うずくまり、動けなくなり、時には涙を流す人間たち。そんな時足元に咲く花、それは、『僕たちが連れて行ってもいい』合図だった。


僕たちはそれが彼らの足元が動かなくなるまで咲くのを待ち、動けなくなることを見計らって花の根ごと連れて行く。あちらに。
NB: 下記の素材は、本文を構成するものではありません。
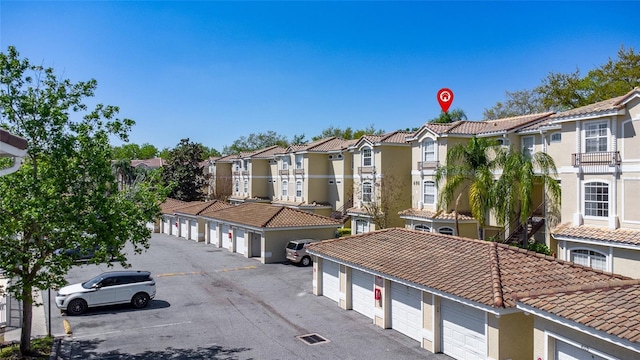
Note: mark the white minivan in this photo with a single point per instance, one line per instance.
(109, 288)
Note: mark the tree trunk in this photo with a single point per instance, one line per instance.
(27, 312)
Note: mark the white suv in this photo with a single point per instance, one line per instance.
(109, 288)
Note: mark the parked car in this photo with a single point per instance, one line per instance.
(109, 288)
(297, 251)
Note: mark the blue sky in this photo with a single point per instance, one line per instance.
(214, 71)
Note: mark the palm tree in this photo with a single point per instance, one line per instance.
(521, 171)
(469, 168)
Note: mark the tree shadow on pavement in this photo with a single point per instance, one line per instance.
(86, 349)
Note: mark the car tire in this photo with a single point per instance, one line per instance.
(306, 261)
(140, 300)
(77, 307)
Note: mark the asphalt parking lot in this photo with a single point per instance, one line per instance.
(213, 304)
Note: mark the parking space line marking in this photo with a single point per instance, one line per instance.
(249, 267)
(164, 325)
(181, 274)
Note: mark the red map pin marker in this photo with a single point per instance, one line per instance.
(445, 98)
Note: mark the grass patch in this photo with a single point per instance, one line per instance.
(40, 347)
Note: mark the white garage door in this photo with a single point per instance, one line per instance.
(331, 280)
(463, 331)
(193, 231)
(174, 227)
(566, 351)
(406, 310)
(362, 293)
(240, 247)
(226, 239)
(213, 233)
(166, 226)
(184, 228)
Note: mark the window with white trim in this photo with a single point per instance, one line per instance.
(446, 230)
(299, 188)
(299, 161)
(367, 191)
(528, 144)
(596, 199)
(366, 157)
(589, 258)
(429, 193)
(595, 137)
(503, 141)
(429, 147)
(362, 226)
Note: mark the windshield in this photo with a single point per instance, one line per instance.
(89, 284)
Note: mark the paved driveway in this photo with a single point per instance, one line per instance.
(213, 304)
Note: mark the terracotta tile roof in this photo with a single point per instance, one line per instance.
(169, 205)
(485, 272)
(428, 214)
(16, 141)
(334, 144)
(199, 208)
(395, 137)
(270, 216)
(467, 127)
(612, 307)
(623, 236)
(599, 108)
(265, 153)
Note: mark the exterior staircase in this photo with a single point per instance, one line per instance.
(341, 213)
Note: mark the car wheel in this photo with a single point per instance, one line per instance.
(140, 300)
(76, 307)
(306, 261)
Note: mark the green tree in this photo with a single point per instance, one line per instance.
(513, 192)
(184, 173)
(164, 153)
(147, 151)
(449, 116)
(469, 169)
(255, 142)
(64, 194)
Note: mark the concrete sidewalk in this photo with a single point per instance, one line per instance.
(38, 324)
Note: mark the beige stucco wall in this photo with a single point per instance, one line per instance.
(316, 185)
(543, 338)
(516, 336)
(275, 242)
(259, 172)
(627, 198)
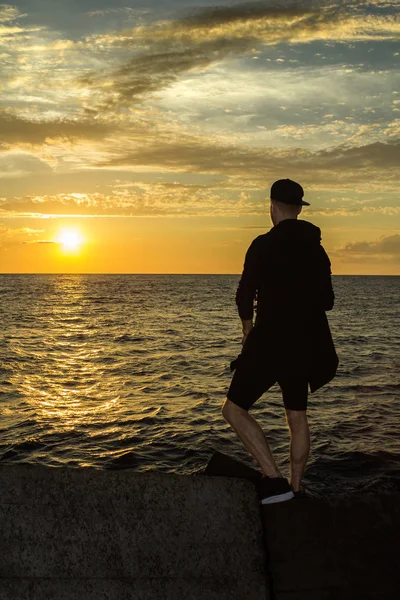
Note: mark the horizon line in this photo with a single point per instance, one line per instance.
(217, 274)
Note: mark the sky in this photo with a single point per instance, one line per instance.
(144, 137)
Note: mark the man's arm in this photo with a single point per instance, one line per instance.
(325, 282)
(247, 290)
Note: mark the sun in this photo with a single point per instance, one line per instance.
(70, 239)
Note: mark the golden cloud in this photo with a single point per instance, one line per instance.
(214, 34)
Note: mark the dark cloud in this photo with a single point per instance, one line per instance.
(206, 37)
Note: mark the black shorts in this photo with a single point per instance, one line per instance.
(250, 381)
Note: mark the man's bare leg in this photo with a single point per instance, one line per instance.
(299, 445)
(252, 436)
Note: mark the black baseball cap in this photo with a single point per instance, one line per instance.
(288, 191)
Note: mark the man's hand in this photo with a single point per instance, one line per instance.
(247, 327)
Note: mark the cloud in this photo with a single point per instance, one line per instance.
(10, 13)
(168, 49)
(17, 130)
(389, 245)
(368, 165)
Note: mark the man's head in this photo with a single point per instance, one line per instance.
(286, 200)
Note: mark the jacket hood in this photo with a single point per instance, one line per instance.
(296, 231)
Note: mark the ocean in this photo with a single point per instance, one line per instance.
(131, 371)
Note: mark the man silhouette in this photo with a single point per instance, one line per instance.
(288, 272)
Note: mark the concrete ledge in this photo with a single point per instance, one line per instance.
(86, 533)
(341, 548)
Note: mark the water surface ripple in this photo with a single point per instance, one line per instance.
(130, 371)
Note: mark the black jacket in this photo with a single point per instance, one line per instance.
(288, 273)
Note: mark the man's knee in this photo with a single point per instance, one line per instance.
(230, 408)
(297, 419)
美しい花に囲まれた最期は素敵だ。だけど、根っこが邪魔だといつも思う。花は美しいのに、足を絡め取られた根は綺麗じゃない。


僕のポリシーに反するなといつも思っていた。



ある時僕は気がついた。

動けなくなるまで咲いてしまう前に、摘んでしまえばいい。


引き寄せられる花の気配、1人の人間の足元の蕾が花開く。真紅の花は、目に鮮やかで僕は嬉しかった。一つ、また一つと摘むたびに花は美しさを増すようだった。




そうだ、これで庭を作ろう。


そう思い立って、僕は摘んだ花を水につけた。少しずつ、少しずつ根は育つ。

よく育ったところで土に植えてやると、嬉しそうに夕露を垂らして答えてくれた。


それから僕は、僕を呼ぶ人たちを見つけては花を摘んだ。乱暴に根ごと連れて行くこともできたけど、彼らを見ていて僕はいつも思っていた。最期を決めるのは僕じゃないだろう、と。





「君の死にたいは、まだ”弱い“よ」



ある時そう告げた制服姿の少女は、目を見開いて諦め切った顔をしていた。



ここで強引に連れて行くと、上からも褒められるけれど、僕はそうしたくないんだ。何故かって?

救いのヒーローになるなんてまっぴらごめんだからさ。僕はただ美しいものを見たり集めたりするのが好きなんだ。


僕が欲しいのは、庭を賑わせてくれるその美しい花だ。

庭を彩り、葉を採取し、美味しいハーブティーも入れられる。


いつしか庭は色とりどりの植物でいっぱいになっていた。




あの子が呼んでる。


あの日の制服の少女が、そこにはいた。もう制服は着ていない。あの頃より髪も伸びていた。

弱々しく、だけど強い目をして僕を待っていた。


決めたんだね、僕は知っていた。



大きな花束をひとつ、差し出した。

これまで、彼女の足元から摘んで、庭に植えてたくさん花を増やしてくれたその花たちを。

「……なに、これ」

ほんの少し揺れた瞳は、僕をまっすぐ見つめた。

「君のこれまでの”死にたい気持ち“の全部だよ」

「こんなに綺麗なわけないわ」

少女──改め『彼女』は胡散臭そうに苦笑いをした。


「これは、死にたいと思いながら君が生きた回数と同じなんだよ。──…よく生きたね」


僕はそう言って少女の手を取った。




僕の事は、きっと誰も覚えていない。

でも君たちの花が咲いた庭のことを、僕はずっと覚えているよ。